Автор: Костылев Валентин
Жанр: История

 

 


      Сыск - нелегкая статья! Государь знает это. Мышь лесную легче изловить ночью, нежели матерого изменника днем. Тяжело! Домашний вор опаснее вора стороннего.
      Он, Малюта, много раз отказывался от разбора тайных, сыскных дел. Ему любо ратное дело, конный копейный бой на полях сражения. Лучше умереть, сойдясь в поединке с врагом, в бою, нежели быть заколотым из-за угла каким-нибудь шелудивым наемным убийцей. Однако надо делать не то, что тебе по душе, но что прикажет царь. Малюта привык к порядку. Он, Малюта, не знатен родом, не высок чином, и гордится он только преданностью своему государю.
      XI
      Об Иване Васильевиче в Москве говорили как о "непоседе" и "торопыге".
      Давно ли Нарва стала русской гаванью, а царь уже вздумал хозяйничать на Балтийском море.
      И велика ли прибыль будет от того плавания?
      Забыл он, какое несчастье постигло лет семь назад русских купцов в Швеции.

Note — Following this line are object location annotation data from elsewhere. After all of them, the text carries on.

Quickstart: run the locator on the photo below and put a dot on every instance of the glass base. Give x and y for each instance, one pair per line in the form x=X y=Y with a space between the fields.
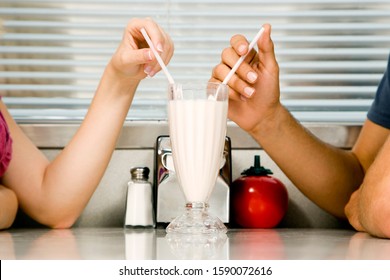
x=196 y=220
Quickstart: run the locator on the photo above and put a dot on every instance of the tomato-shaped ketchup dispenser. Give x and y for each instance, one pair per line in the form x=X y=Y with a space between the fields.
x=258 y=200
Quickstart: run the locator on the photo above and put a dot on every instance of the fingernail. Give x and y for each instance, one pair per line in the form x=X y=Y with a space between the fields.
x=251 y=76
x=147 y=70
x=249 y=91
x=159 y=47
x=241 y=49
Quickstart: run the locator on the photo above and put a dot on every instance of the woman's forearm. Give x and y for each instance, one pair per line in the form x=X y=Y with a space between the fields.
x=80 y=166
x=8 y=207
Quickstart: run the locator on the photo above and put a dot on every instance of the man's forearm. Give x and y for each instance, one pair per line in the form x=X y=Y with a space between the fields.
x=325 y=174
x=374 y=207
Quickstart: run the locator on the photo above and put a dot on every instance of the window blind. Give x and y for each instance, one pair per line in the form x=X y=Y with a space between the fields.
x=331 y=53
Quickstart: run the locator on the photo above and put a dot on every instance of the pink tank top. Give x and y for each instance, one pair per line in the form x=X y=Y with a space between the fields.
x=5 y=145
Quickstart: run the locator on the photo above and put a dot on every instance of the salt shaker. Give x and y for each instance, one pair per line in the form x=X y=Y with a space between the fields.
x=139 y=205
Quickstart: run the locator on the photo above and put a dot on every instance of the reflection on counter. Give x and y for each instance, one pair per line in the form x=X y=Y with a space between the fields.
x=149 y=243
x=198 y=246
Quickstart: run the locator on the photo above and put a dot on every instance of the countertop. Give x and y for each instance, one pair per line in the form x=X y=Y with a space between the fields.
x=155 y=244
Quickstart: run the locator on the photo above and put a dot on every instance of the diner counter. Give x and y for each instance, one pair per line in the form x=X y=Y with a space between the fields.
x=152 y=244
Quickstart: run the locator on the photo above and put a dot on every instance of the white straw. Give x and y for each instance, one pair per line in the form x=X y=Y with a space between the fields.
x=241 y=59
x=158 y=57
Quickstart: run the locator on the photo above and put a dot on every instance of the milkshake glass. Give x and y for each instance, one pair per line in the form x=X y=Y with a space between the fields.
x=197 y=125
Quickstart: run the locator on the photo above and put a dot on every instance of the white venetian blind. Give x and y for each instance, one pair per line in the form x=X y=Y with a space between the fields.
x=332 y=53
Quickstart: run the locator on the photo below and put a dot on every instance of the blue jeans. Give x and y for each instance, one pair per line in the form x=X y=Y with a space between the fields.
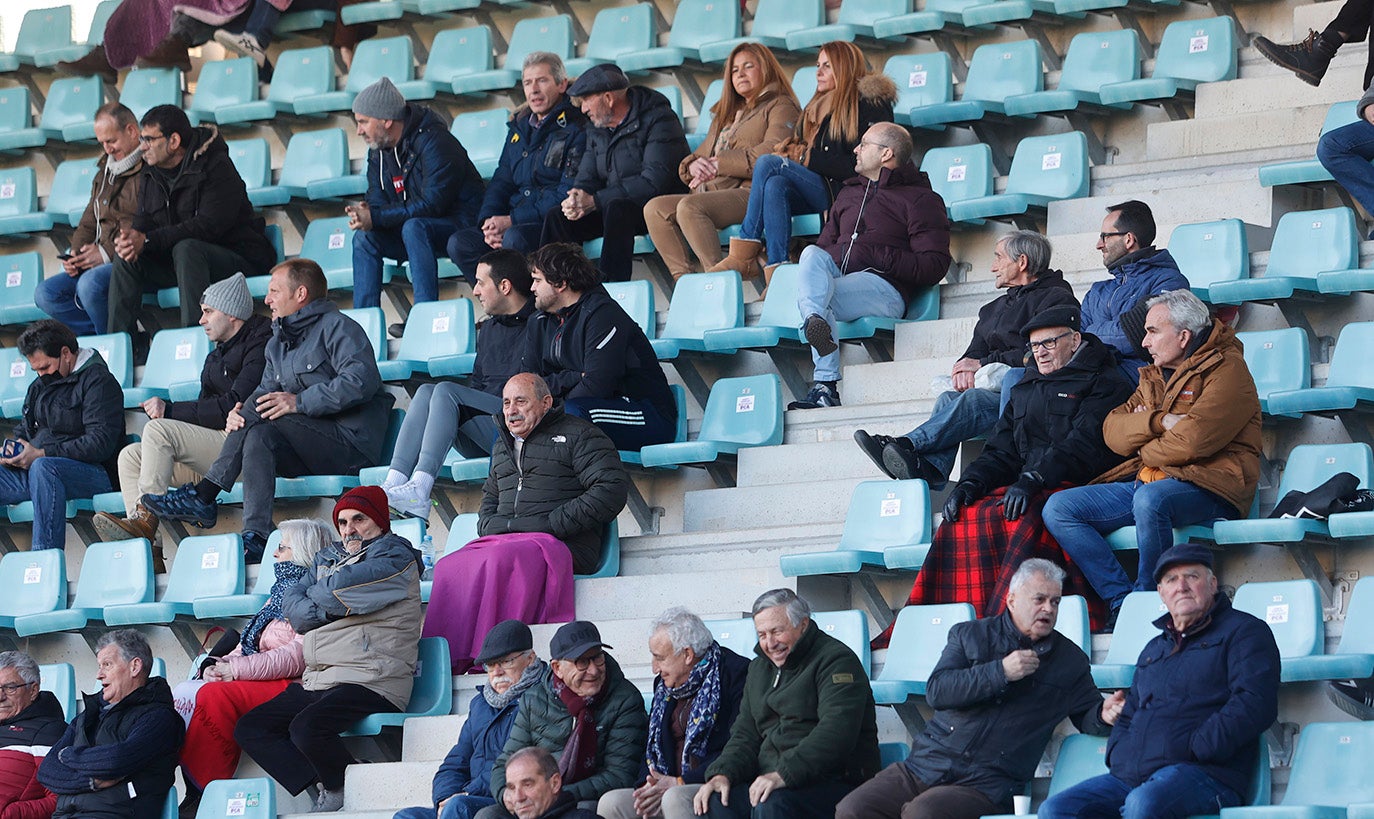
x=1172 y=792
x=1082 y=515
x=79 y=303
x=1347 y=151
x=956 y=418
x=419 y=241
x=48 y=483
x=781 y=190
x=825 y=292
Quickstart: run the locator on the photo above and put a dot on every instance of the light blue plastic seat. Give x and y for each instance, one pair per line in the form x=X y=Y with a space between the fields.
x=1193 y=51
x=1349 y=382
x=205 y=566
x=1305 y=243
x=1044 y=169
x=111 y=573
x=882 y=514
x=1094 y=59
x=918 y=638
x=996 y=72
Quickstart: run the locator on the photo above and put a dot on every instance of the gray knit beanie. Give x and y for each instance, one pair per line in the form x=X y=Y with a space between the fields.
x=230 y=297
x=379 y=101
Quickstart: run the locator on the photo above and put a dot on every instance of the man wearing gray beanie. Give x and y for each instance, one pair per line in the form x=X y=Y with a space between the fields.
x=421 y=188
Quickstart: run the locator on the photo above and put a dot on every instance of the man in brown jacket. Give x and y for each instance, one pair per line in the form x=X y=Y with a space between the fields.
x=1191 y=440
x=77 y=298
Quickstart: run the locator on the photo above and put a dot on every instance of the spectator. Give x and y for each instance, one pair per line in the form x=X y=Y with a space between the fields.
x=463 y=417
x=462 y=785
x=265 y=661
x=804 y=172
x=79 y=298
x=69 y=433
x=870 y=267
x=807 y=733
x=594 y=356
x=537 y=166
x=1191 y=440
x=1002 y=686
x=319 y=410
x=698 y=685
x=1174 y=753
x=583 y=712
x=364 y=592
x=194 y=224
x=632 y=150
x=1138 y=272
x=756 y=111
x=182 y=439
x=969 y=408
x=421 y=187
x=30 y=723
x=118 y=757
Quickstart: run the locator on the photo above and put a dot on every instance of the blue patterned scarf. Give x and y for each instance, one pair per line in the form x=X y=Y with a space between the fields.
x=702 y=687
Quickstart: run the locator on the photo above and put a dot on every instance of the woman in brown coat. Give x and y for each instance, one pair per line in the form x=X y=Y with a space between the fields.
x=756 y=111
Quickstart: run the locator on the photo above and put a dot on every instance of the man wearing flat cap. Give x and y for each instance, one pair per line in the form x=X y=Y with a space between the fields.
x=421 y=188
x=1187 y=733
x=586 y=713
x=634 y=147
x=462 y=785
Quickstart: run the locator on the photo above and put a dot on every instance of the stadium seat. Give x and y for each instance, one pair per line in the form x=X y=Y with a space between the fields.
x=205 y=566
x=111 y=575
x=882 y=514
x=918 y=638
x=1349 y=382
x=1191 y=51
x=1044 y=168
x=1094 y=59
x=1305 y=243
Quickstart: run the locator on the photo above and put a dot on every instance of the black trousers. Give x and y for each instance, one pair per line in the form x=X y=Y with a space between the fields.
x=296 y=734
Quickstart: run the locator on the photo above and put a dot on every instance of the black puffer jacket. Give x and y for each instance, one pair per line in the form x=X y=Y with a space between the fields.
x=231 y=373
x=1053 y=423
x=569 y=484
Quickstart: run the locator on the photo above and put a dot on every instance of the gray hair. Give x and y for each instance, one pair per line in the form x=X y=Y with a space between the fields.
x=797 y=608
x=546 y=58
x=1031 y=245
x=22 y=664
x=131 y=645
x=684 y=630
x=1186 y=311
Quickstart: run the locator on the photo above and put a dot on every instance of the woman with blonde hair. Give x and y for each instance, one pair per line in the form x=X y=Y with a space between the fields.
x=756 y=110
x=807 y=169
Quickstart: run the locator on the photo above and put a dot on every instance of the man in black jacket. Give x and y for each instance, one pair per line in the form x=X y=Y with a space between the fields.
x=72 y=426
x=1000 y=687
x=195 y=224
x=634 y=147
x=592 y=355
x=970 y=407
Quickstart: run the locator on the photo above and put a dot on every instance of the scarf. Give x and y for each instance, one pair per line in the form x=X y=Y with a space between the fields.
x=702 y=687
x=287 y=575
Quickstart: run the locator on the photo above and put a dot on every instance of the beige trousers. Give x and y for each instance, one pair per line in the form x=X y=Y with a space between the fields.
x=684 y=224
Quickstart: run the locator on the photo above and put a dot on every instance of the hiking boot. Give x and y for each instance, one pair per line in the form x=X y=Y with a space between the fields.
x=1308 y=59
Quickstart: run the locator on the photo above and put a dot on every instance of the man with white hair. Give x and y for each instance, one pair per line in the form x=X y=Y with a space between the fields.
x=697 y=693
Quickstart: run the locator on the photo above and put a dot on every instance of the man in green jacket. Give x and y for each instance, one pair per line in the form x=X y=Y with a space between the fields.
x=805 y=734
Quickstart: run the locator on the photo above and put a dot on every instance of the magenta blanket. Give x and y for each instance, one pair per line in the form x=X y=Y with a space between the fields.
x=526 y=577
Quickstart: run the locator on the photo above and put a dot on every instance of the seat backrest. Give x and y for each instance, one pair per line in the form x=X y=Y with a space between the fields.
x=1278 y=359
x=1197 y=50
x=918 y=638
x=745 y=411
x=1054 y=166
x=1098 y=58
x=1308 y=242
x=962 y=172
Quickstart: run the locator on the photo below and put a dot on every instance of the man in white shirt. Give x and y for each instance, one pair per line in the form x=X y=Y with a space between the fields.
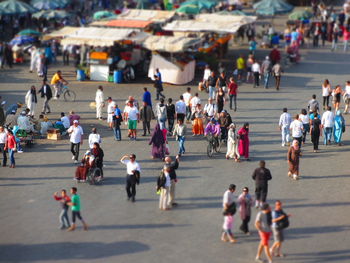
x=228 y=198
x=187 y=98
x=284 y=124
x=3 y=140
x=76 y=139
x=297 y=129
x=180 y=108
x=131 y=114
x=210 y=109
x=99 y=99
x=65 y=120
x=133 y=171
x=256 y=73
x=110 y=112
x=327 y=122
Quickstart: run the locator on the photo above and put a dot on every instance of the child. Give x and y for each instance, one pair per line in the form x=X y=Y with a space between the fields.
x=226 y=227
x=64 y=200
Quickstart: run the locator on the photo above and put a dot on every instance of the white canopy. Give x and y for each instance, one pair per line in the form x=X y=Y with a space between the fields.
x=210 y=23
x=170 y=44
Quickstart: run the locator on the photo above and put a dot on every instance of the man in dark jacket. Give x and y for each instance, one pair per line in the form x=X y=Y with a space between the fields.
x=146 y=115
x=172 y=173
x=46 y=93
x=261 y=176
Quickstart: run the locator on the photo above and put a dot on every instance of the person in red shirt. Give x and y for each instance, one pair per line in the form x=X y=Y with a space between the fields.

Триста человек с товарами и деньгами были захвачены королем Густавом Вазой. Ограбили, оскорбили честных русских торговых мужиков, а потом ни с чем и отпустили домой.

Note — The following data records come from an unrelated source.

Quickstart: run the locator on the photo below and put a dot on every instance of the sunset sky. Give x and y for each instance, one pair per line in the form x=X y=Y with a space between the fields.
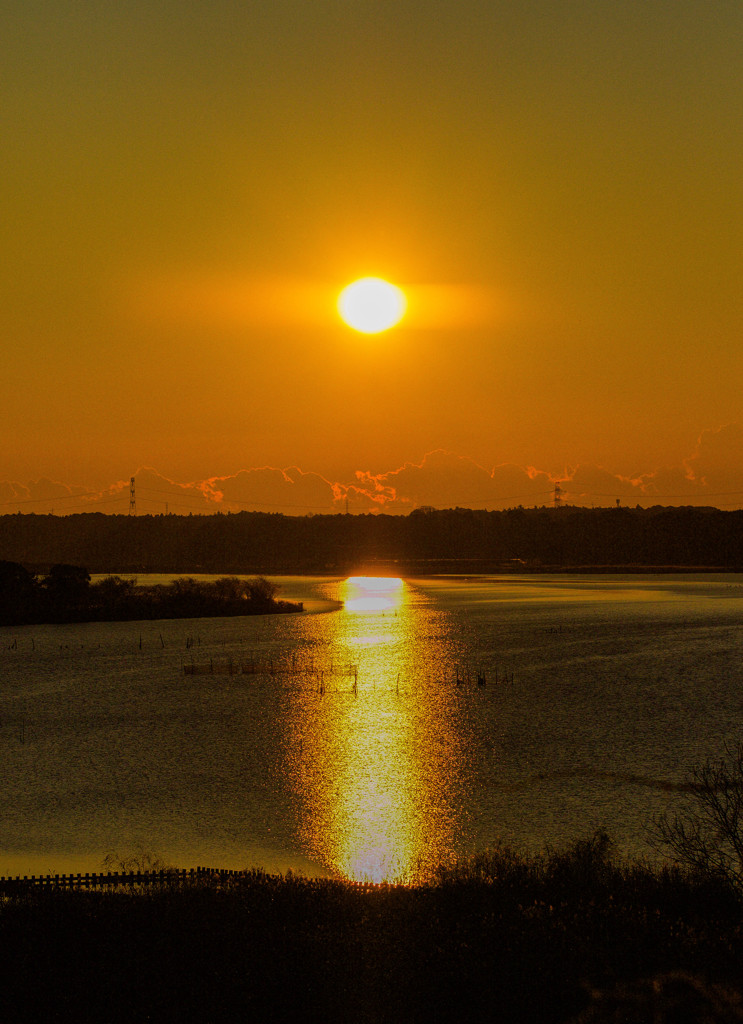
x=555 y=184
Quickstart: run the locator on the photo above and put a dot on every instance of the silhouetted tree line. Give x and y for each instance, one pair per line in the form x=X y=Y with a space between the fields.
x=454 y=540
x=66 y=594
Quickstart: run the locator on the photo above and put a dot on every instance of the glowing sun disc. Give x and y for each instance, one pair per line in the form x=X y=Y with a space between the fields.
x=372 y=304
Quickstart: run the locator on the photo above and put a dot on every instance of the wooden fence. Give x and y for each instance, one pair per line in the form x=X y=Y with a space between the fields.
x=174 y=876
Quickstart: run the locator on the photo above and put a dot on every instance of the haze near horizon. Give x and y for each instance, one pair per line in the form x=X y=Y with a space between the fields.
x=188 y=187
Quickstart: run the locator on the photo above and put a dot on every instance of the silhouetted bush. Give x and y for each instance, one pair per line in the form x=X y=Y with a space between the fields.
x=501 y=937
x=66 y=595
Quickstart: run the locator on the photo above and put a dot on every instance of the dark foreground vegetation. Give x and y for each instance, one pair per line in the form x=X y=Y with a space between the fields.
x=66 y=594
x=432 y=541
x=573 y=936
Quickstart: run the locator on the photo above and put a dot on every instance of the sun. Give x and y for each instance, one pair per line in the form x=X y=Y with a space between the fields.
x=370 y=305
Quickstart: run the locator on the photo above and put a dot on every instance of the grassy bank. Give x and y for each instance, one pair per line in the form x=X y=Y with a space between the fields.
x=504 y=937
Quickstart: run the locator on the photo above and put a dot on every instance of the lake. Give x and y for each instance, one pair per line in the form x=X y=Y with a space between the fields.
x=393 y=725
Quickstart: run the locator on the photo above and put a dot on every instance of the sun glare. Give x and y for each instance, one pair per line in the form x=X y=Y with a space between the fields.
x=372 y=305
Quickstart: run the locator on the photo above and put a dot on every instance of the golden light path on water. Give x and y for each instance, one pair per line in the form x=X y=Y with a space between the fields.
x=374 y=755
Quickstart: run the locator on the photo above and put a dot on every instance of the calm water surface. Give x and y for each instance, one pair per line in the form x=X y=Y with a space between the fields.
x=354 y=739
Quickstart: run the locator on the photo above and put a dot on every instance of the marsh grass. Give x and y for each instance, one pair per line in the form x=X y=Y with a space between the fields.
x=504 y=937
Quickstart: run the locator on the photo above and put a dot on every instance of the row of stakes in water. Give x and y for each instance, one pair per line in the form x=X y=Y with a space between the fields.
x=322 y=677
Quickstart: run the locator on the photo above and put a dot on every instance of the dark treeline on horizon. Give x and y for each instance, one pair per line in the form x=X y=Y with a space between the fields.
x=454 y=540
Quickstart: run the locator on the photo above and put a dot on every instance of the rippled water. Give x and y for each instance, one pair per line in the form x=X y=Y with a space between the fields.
x=340 y=740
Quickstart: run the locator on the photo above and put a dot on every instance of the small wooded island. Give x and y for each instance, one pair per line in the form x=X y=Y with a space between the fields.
x=67 y=594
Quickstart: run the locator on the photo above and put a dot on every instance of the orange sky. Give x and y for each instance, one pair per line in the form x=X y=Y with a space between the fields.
x=186 y=187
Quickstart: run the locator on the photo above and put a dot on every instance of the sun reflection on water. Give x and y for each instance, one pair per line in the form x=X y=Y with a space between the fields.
x=378 y=748
x=372 y=593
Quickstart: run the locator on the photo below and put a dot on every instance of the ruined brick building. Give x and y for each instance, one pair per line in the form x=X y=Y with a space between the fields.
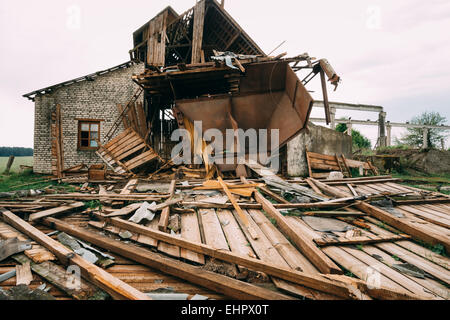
x=73 y=119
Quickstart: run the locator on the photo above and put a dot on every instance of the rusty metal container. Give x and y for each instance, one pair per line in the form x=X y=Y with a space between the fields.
x=271 y=96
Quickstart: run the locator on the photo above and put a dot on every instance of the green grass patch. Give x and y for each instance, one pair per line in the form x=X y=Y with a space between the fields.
x=18 y=161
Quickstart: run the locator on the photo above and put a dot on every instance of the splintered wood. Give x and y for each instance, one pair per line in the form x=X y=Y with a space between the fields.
x=127 y=152
x=224 y=235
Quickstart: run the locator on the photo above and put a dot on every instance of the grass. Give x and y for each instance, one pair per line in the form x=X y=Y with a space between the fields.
x=18 y=161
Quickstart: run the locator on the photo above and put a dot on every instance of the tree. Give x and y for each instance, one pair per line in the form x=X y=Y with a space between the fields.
x=359 y=140
x=414 y=137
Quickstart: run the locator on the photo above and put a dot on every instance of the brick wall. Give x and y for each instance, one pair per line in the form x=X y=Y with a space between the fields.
x=96 y=99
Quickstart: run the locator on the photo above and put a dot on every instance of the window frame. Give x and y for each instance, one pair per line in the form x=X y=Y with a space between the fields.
x=90 y=122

      В зарубежных государствах не считается грехом причинить ущерб московскому купцу.
      Будто уж там какие-то другие люди, особой милостью господней отмеченные. Высокомерие непостижимое! А посмотрели бывалые русские люди на их торг - и противно стало! Рассказывали: на иного взглянешь - картина, а разглядишь - скотина! Сам поет, сам слушает, сам себя хвалит! Много шума из ничего!
      Ограбленные в Швеции триста купцов пострадали не от разбойников, а от самого короля и его вельмож. Вот и думай как хочешь! Стоит ли с такими соседями дело иметь?!
      Русские торговые люди неспроста начали остерегаться плавания за рубежи.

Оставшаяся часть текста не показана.